The brains of obese people seem to respond to a tasty treat with less vigor than the brains of their leaner peers, suggesting obese people may overeat to compensate for a reduced reward response, according to a new brain imaging and genetics study conducted by researchers at Yale University, The John B. Pierce Laboratory, the University of Texas and Oregon Research Institute.
Published in the journal Science, the study showed that a blunted response to food in the reward centers of the brain, which was more pronounced in subjects with a particular genetic variant, helped predict which young women from the study would gain weight.
"The study is novel because it is the first to use brain response to food to try to predict future weight gain," said Dana Small, associate professor at Yale and associate fellow, The John B. Pierce Laboratory. "Individual differences in how the brain processes food reward have been postulated to play a role explaining why some, but not all, people are gaining weight in an environment where calories are plentiful. Our finding is exciting because it supports this possibility by demonstrating an association between an abnormal response to food and future weight gain - and it shows that this relationship depends upon your genetic make-up."
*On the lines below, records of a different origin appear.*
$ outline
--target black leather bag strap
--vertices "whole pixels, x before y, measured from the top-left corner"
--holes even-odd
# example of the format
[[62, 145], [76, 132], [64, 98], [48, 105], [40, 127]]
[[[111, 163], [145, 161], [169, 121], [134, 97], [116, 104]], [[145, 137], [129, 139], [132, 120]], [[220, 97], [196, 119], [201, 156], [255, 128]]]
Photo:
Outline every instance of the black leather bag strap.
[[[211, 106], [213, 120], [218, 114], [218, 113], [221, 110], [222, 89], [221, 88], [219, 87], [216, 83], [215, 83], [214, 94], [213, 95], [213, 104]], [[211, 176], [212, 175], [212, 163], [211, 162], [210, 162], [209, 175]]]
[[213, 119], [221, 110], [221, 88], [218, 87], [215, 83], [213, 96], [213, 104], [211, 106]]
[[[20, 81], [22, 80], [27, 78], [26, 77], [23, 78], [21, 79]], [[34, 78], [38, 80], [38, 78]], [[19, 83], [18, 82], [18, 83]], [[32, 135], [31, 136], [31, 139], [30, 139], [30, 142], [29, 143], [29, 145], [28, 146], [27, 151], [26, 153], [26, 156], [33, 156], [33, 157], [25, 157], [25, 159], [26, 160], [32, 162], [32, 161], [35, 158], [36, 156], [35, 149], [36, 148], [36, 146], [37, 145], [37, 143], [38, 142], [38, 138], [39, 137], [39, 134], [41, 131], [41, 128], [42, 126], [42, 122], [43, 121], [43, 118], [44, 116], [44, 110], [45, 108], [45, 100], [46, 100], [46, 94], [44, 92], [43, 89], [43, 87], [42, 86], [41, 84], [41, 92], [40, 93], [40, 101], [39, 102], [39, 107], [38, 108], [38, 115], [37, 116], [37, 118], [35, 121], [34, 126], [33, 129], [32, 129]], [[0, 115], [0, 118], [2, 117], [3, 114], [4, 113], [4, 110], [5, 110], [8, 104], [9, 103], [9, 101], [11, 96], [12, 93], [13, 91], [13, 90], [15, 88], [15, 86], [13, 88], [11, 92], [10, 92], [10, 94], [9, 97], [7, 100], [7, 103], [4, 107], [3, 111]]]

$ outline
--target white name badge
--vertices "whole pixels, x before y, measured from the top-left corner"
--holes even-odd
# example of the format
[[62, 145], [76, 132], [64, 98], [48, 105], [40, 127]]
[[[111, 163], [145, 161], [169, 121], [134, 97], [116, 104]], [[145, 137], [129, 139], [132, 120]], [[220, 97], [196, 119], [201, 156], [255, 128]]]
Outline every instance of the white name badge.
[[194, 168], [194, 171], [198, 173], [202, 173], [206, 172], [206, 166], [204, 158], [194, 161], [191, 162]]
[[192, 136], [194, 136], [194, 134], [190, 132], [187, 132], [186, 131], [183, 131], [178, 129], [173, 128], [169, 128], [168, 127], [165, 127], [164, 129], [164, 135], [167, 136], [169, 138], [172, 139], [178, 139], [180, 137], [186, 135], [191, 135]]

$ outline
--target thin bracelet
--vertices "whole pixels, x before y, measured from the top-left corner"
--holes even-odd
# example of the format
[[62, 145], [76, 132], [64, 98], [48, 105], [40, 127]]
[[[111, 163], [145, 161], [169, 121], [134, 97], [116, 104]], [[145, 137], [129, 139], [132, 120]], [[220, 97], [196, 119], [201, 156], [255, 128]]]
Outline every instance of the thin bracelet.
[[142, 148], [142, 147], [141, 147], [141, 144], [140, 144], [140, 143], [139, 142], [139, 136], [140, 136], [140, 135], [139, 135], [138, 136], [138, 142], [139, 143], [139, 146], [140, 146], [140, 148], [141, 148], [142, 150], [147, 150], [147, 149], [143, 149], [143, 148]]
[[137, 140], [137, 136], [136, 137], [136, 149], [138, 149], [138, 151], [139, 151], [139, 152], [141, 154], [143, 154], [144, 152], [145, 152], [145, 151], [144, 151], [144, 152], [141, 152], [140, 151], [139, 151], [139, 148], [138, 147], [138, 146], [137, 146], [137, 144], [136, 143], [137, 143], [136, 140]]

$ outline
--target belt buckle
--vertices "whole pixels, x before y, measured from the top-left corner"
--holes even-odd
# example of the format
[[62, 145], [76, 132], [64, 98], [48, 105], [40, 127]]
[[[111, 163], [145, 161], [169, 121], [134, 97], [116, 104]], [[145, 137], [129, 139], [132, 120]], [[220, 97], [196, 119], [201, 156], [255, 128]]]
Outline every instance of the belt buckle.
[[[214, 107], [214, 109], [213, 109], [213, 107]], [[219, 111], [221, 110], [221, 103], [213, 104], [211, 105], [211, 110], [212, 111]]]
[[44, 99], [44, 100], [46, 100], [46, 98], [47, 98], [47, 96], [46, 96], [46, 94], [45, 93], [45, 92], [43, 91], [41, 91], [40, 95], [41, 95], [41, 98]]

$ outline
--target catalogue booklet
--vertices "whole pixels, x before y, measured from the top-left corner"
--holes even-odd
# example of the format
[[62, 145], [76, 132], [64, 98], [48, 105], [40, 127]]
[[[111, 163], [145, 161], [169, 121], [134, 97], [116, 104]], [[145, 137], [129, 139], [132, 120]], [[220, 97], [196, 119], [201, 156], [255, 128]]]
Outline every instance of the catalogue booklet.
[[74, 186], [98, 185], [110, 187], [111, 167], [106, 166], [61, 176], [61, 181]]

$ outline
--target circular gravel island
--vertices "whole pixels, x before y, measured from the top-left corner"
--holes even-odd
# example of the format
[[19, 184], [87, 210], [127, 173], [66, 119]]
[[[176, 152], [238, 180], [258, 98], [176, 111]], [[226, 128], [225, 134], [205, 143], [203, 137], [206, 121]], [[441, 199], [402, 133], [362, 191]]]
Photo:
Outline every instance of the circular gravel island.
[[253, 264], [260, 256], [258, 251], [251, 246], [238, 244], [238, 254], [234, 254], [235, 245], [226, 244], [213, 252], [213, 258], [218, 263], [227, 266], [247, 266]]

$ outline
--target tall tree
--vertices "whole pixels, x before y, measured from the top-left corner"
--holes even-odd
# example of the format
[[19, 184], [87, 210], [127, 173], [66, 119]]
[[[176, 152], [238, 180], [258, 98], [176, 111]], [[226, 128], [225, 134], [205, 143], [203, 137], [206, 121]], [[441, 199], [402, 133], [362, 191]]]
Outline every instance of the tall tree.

Twin studies have shown that genetics play a major role in obesity but few prospective studies have shown which biological factors put people at most risk of gaining weight. The researchers in the Science study used functional magnetic resonance imaging to measure brain response in college-aged women and adolescent girls as they drank a chocolate milkshake.
Women with a higher body mass showed a much less robust response in the dorsal striatum part of the brain when drinking the milkshake then their leaner peers. And after a year, women with the blunt response to the milkshake gained more weight than women with a stronger response to the milkshake – if they possessed a genetic variant linked to the neurotransmitter dopamine.
The researchers focused on a variant of the TaqlA1 gene, which is associated with increased body mass as well as a reduction of dopamine signaling in the dorsal striatum. The blunted response to tasty food was particularly pronounced in women with the variant. In addition, women with the variant were much more likely to gain weight after a year.
Prior work had shown that obese people tend to have fewer dopamine receptors in the brain and suggested that they overeat to compensate for this reward deficit. The current findings are consistent with the theory that the blunted response to food represents a vulnerability factor for obesity but it does not conclusively rule out the possibility that the finding reflects an adaptation to over-eating, Small cautioned.